To be clear though, in order to get industrial demand of the various types (I-D, I-M and I-HT), you need to have sufficient residential population in the current and/or adjacent tiles. So just placing a freight rail or road connection to a neighbouring city and having freight travel on it doesn't increase demand for industry, it increases the demand cap. The demand comes from Sims looking for the jobs.
100% agree with @rob_mtl on this. A fast exit from the map improves factory productivity, in my experience, but once the freight exits it is gone from the game. To paraphrase @A Nonny Moose and others, upon reaching a Sea Port or road/rail Neighbour Connection, the freight load "goes on to the great bit bucket in the sky".
There are all sorts of warnings that the Maxis Sea Port hinders industrial demand, so if your city leans heavily on industry, you'll need to use road/rail, or download a Sea Port mod. For just a little bit of industry, the Maxis Sea Port is just fine.
I would add to that. Even if you aren't using a seaport mod, one use for seaports is to allow you to place industrial areas away from the edge of the map. One useful way to think about water is as a way of moving the edges of the map tile, where so much SC4 traffic happens, to other areas of the tile. Ferries can have a similar function.
Generally speaking the trick to getting freight to use rail (or a port) is to deny it other options. Resist the temptation to connect industry to residential via fast routes like OWR, avenue and road. Use streets instead (and subways/elevated trains as needed). Also deny them road-based neighbour connections. That way you can force them to use rail and ports for freight. It would be cool if someone could develop a mod that only allows freight to travel on certain types of roads. In real life, large trucks are generally limited to arterial roads, collectors and expressways.
I vaguely recall from a year or three ago someone mentioning certain blockers that can be placed on networks to do exactly that. Maybe my post here will trigger someone's memory and they'll post about them.
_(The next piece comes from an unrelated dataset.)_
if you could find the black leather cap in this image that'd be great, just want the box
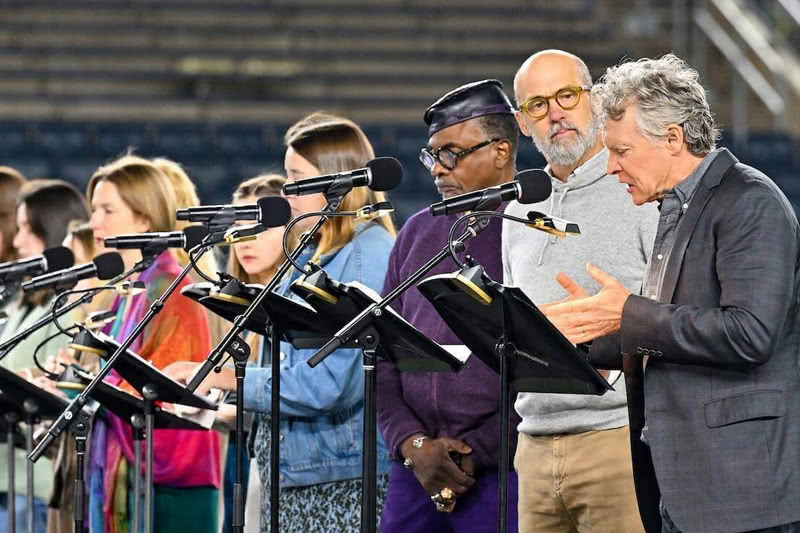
[424,79,514,136]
I don't know if this is the file Corina meant, but at least they do exactly what she wrote. To restrict the traffic to only freight, you would need to use two blockers since each one blocks only one type of traffic, but in theory this is possible. It's of course entirely possible to create blockers that block more than one type of traffic, I just didn't do that to keep the amount of lots low (or, to express it more properly, not too high).